Der Beschwerdeführer habe auch zu diesem Gutachten eine Stellungnahme abgegeben, in der er insbesondere hervorgehoben habe, der unabhängige Verwaltungssenat sei zur Auffassung gelangt, daß der Beschwerdeführer keinen unerlaubten Eingriff in das Pflanzenkleid und Tierleben des Naturschutzgebietes begangen habe.
Nach Auffassung der belangten Behörde stehe jedoch aufgrund des Ergebnisses des Ermittlungsverfahrens fest, daß die Abhaltung von wöchentlichen Flohmärkten auf dem Grundstück des Beschwerdeführers einen nach § 7 Abs. 2 NÖ NSchG verbotenen Eingriff in das Tierleben des Naturschutzgebietes darstelle. Die Abhaltung dieser Flohmärkte sei daher zu untersagen gewesen.

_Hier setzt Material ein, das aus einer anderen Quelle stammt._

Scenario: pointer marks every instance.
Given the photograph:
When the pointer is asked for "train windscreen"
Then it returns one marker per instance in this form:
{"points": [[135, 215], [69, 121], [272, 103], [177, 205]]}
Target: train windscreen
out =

Gegen diesen Bescheid richtet sich die wegen Rechtswidrigkeit des Inhaltes und Rechtswidrigkeit infolge Verletzung von Verfahrensvorschriften erhobene Beschwerde.
Die belangte Behörde hat die Verwaltungsakten vorgelegt und in einer Gegenschrift die kostenpflichtige Abweisung der Beschwerde beantragt.

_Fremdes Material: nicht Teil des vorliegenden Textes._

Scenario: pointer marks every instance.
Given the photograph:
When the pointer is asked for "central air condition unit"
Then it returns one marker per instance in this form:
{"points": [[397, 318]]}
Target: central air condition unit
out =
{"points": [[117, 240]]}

Der Verwaltungsgerichtshof hat erwogen:
In dem bereits zitierten Erkenntnis vom , Zl. 93/10/0012, hat der Verwaltungsgerichtshof unter anderem die Auffassung vertreten, daß die Verursachung von Lärm außerhalb eines Naturschutzgebietes einen "Eingriff" im Sinne des § 7 Abs. 2 NÖ NSchG darstellen kann, wenn dadurch Beeinträchtigungen am Pflanzenkleid oder Tierleben des Naturschutzgebietes eintreten können. Der Gerichtshof hat dabei auch hervorgehoben, daß von einem "Eingriff" im gegebenen Zusammenhang nur gesprochen werden könne, wenn unter Berücksichtigung von Dauer und Intensität der Lärmentwicklung im Naturschutzgebiet eine dauerhafte Beeinträchtigung der geschützten Rechtsgüter zu befürchten ist.

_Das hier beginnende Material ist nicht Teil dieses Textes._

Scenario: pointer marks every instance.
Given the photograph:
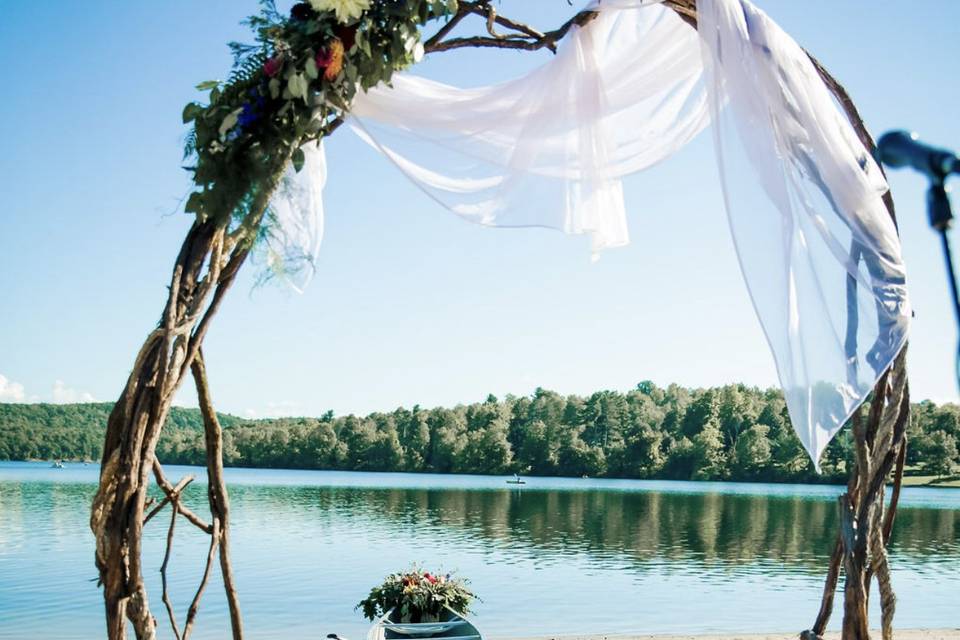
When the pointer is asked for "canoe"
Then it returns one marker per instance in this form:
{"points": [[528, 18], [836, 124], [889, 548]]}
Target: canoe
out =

Während der Amtssachverständige für Naturschutz in dem dem ersten Rechtsgang zugrundeliegenden Verwaltungsverfahren noch die Auffassung vertreten hat, daß die Abhaltung von Flohmärkten zu einem Abwandern von Vogelarten führe, wird diese Auffassung im gegenständlichen Verwaltungsverfahren nicht mehr aufrechterhalten. Danach habe nur eine Veränderung in der Flächenbeanspruchung seitens des Graureihers während der Abhaltung von Flohmarktveranstaltungen festgestellt werden können: Während sich ansonsten einzelne Reiher bis auf ca. 70 m der Gaststätte des Beschwerdeführers näherten, sei kein Graureiher während der Abhaltung von Veranstaltungen näher als etwa 150 m an den Flohmarkt herangekommen. Dieser Umstand kann allerdings nicht als eine dauerhafte, die Erheblichkeitsgrenze überschreitende Beeinträchtigung der geschützten Rechtsgüter im Sinne der oben wiedergegebenen Ausführungen des Verwaltungsgerichtshofes angesehen werden. Bei der vom Amtssachverständigen während "sensibler Zeiten" bloß für möglich gehaltenen "Totalmeidung" des Naturschutzgebietes durch einzelne Vogelarten hat es der Amtssachverständige allerdings unterlassen, auf fachlich fundierter Grundlage jene Prämissen darzulegen, auf denen seine Prognose einer möglichen Totalmeidung beruht. Die entsprechende Aussage ist daher nicht nachvollziehbar begründet.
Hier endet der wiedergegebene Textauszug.